I havent posted much since joining the forum but thought I'd post a few pics of my pony, Munchie. I just got him in February and havent done alot with him yet. When I got him he was a mess and about 75 pounds overweight. He is Insulin Resistant and I've been trying to get his weight down so this is how he looks today. The pictue of him harnessed is the first day I harnessed him-- he isnt quite as broke as I was led to believe



but we'll get there! The other pics are after I clipped him, still have to go over him again to get rid of the 'lines' but he looks so much better. He's very sweet, about 36" high and 4-5 years old. Im not sure if he's a mini or a pony? lol Anyway....my project pony!


----------



## wingnut (May 18, 2011)

He's a cutie...love his coloring!!!





. At 36" he's a miniature....B sized



At least from what I've been told/read.


----------



## leeapachemoon (May 18, 2011)

He looks great! Have fun with him.


----------



## fourluckyhorseshoes (May 19, 2011)

I like your name- 3bays-- we have 4 bays. I finally got a Haflinger horse and a sorrel pinto mini-its nice to see a different color in the herd besides a sea of brown.


----------



## candycar (May 19, 2011)

He is cute! I love the stocky type minis best. Have a great time with him!


----------



## Marsha Cassada (May 22, 2011)

Very handsome boy and one of my favorite colors! He looks as though he enjoys his driving job.

Did you know he was IR when you got him? That is a challenge!


----------



## 3bays (May 22, 2011)

Thanks, guys. This is my first pony in......40+ years. I have had Arabs and currently have Standardbreds, which is a whole other ballgame.



He's a pretty nice pony though, and has already stolen my heart. I didnt know he was IR when I got him, but I did know that he was very, very overweight. I had the vet come out 3 days after I brought him home and the first thing he said was we need to do some bloodwork and he needs to lose about #75. The bloodwork came back borderline IR. So,,,,,he's been off grass and started giving him a product called Target IR along with free choice grass hay. I taped him when I got him and he was #425 give or take a few pounds. Last week he taped at #349 and I think he looks pretty good there. The vet hasnt seen him since his weight loss, so Im eager for him to see how good he looks now. Working on starting to drive him now.

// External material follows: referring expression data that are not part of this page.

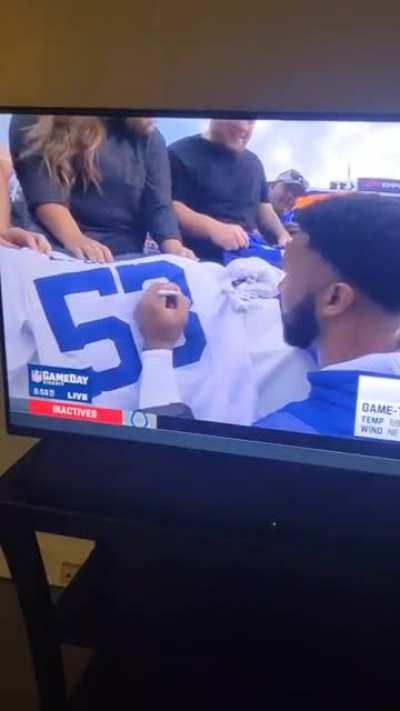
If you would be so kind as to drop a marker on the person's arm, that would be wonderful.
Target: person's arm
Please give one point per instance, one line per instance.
(160, 218)
(195, 224)
(60, 223)
(161, 320)
(15, 236)
(268, 222)
(5, 175)
(47, 198)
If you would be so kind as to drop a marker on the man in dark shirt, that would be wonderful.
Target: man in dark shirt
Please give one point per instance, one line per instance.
(133, 197)
(220, 192)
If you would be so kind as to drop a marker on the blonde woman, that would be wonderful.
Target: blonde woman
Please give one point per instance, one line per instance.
(97, 185)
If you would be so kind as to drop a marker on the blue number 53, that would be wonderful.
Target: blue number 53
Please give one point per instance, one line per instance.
(53, 291)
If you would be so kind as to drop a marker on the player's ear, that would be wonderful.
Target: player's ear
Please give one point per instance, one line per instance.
(336, 299)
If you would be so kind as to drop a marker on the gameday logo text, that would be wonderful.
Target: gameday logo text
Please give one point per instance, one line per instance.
(60, 383)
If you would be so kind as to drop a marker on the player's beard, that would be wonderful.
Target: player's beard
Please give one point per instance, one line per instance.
(300, 325)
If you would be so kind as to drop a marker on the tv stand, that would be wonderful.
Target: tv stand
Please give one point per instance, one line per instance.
(251, 562)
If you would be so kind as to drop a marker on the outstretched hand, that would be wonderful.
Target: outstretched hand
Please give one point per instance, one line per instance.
(161, 315)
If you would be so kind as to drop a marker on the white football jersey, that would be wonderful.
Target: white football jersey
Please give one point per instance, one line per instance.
(231, 365)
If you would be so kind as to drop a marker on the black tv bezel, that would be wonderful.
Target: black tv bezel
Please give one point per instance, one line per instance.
(356, 454)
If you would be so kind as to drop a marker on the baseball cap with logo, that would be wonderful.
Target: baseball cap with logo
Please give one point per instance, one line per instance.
(294, 179)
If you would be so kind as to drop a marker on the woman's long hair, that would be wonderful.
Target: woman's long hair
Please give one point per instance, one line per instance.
(68, 146)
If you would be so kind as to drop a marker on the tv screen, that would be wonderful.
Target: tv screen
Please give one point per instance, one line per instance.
(230, 283)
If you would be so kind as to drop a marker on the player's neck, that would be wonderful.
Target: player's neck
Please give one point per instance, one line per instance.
(357, 340)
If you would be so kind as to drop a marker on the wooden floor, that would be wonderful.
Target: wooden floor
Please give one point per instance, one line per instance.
(17, 683)
(303, 662)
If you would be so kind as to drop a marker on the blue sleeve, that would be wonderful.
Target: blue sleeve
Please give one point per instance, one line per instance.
(285, 421)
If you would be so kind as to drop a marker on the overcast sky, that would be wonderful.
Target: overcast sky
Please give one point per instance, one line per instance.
(321, 150)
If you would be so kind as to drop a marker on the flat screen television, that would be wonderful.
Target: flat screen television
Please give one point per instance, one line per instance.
(229, 283)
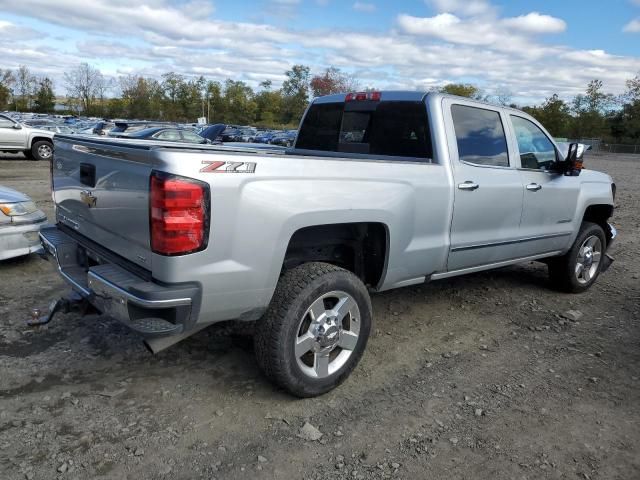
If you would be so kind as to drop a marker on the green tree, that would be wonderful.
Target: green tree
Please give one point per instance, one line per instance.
(7, 80)
(332, 80)
(24, 89)
(215, 104)
(554, 114)
(295, 92)
(625, 123)
(239, 104)
(463, 90)
(268, 106)
(45, 98)
(86, 84)
(589, 111)
(172, 83)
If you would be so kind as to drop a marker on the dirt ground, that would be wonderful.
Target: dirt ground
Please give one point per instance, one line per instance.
(478, 377)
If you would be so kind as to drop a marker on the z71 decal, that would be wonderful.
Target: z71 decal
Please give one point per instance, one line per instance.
(227, 167)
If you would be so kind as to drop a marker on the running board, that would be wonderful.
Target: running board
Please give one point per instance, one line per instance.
(491, 266)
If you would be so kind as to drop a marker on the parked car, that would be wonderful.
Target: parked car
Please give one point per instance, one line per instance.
(98, 128)
(212, 132)
(285, 139)
(58, 128)
(230, 135)
(427, 186)
(167, 134)
(20, 222)
(35, 143)
(264, 137)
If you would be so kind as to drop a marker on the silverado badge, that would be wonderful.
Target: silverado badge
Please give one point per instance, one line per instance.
(88, 199)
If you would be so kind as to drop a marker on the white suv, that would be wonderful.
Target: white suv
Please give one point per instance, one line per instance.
(36, 144)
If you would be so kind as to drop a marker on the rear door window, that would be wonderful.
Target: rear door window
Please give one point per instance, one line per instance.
(394, 129)
(5, 122)
(169, 135)
(536, 150)
(480, 136)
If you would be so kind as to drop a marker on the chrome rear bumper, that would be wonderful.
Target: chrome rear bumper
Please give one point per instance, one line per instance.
(145, 306)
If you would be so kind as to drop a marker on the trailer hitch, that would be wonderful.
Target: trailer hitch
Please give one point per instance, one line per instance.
(73, 303)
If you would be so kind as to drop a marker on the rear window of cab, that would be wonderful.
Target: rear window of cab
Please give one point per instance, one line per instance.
(387, 128)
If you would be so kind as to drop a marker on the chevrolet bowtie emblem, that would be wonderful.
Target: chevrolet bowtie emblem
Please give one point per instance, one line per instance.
(88, 199)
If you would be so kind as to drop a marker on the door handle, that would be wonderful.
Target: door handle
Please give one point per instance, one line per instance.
(468, 185)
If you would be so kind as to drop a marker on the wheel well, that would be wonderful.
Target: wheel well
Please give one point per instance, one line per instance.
(358, 247)
(598, 214)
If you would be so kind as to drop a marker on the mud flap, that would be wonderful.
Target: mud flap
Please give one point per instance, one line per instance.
(606, 262)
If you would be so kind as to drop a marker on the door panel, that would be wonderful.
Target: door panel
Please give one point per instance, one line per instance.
(550, 199)
(486, 219)
(9, 136)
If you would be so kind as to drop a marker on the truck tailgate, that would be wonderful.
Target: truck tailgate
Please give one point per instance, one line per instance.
(102, 192)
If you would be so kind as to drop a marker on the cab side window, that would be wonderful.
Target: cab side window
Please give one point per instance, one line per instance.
(5, 122)
(480, 136)
(536, 150)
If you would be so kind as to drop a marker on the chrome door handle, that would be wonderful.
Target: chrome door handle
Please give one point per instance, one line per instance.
(468, 185)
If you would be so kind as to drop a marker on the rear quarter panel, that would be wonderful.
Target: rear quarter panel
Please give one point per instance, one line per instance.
(254, 215)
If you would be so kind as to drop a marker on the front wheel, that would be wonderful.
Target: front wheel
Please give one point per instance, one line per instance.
(578, 269)
(315, 330)
(42, 150)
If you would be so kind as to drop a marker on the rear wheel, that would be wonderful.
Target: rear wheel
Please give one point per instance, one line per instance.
(579, 268)
(42, 150)
(315, 330)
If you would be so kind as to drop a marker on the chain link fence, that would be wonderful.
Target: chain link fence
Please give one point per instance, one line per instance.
(597, 145)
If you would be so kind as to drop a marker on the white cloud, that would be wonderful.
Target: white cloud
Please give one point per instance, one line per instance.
(633, 26)
(364, 7)
(464, 41)
(536, 23)
(462, 7)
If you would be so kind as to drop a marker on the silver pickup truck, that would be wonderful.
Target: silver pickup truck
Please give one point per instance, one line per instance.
(381, 190)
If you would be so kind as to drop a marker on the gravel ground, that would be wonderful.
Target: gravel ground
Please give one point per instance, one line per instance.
(470, 378)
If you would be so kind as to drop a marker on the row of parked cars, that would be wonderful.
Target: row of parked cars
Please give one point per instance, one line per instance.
(32, 134)
(174, 132)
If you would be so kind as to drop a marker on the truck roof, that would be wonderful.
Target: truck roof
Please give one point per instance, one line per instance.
(407, 96)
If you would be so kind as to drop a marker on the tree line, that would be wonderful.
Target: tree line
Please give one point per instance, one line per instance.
(175, 97)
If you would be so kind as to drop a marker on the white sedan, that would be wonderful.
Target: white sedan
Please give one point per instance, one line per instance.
(20, 222)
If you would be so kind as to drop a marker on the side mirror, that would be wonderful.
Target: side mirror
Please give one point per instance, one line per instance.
(573, 162)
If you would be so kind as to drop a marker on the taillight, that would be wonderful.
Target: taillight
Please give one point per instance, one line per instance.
(363, 96)
(179, 214)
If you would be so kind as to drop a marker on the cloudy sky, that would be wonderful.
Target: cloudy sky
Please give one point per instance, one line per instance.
(531, 49)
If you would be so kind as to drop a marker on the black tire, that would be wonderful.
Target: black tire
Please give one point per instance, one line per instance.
(39, 148)
(563, 271)
(277, 332)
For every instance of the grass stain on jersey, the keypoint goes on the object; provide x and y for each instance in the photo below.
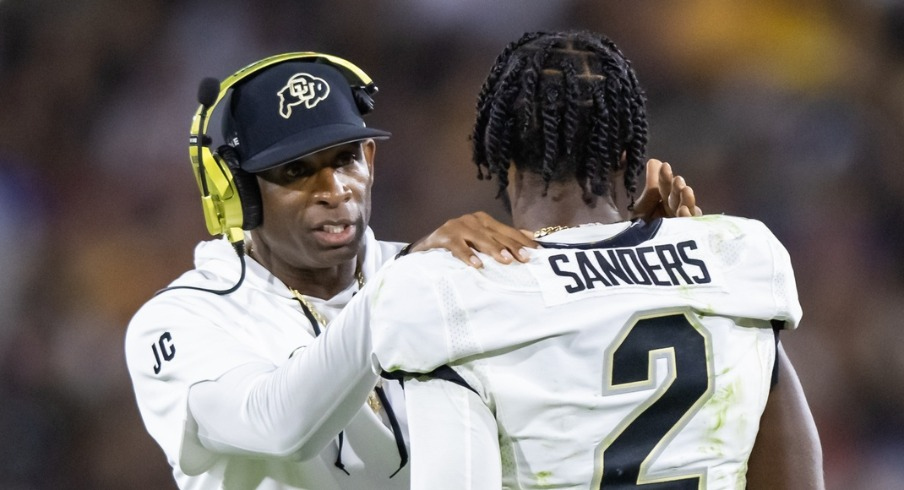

He's not as broke to drive as I was led to believe, so Im starting at the beginning and may send him out to be trained. Didnt really have any plans to show him when I got him, but.......


----------



## lucky seven (May 22, 2011)

Good luck with the insolin resistance, my riding mare had that and went into cushings, then foundered badly, put her down she was in so much pain. Our vet recommended purina well solve weight control. Pergolide didn't work at all. Love his looks, my mini looks like a small qh. I also have standardbreds (1 now) love him dearly. He is my very first horse. M y boy isn't trained to drive at all.


----------



## Tremor (May 22, 2011)

Aww! Look at the chub on his legs!





Do you have any pictures of him from before his weight loss?





Have you thought about using sweats for him while working with him? I think they should help with his belly, neck, and shoulders.

You look like you're doing good with him!


----------



## 3bays (May 23, 2011)

Thank you, Im trying hard! Here is a pic of him about a week after I got him:



Tremor said:


> Aww! Look at the chub on his legs!
> 
> 
> 
> ...


----------



## lucky seven (May 23, 2011)

wow, they really over fed him! Looks so much better now you did great with him


----------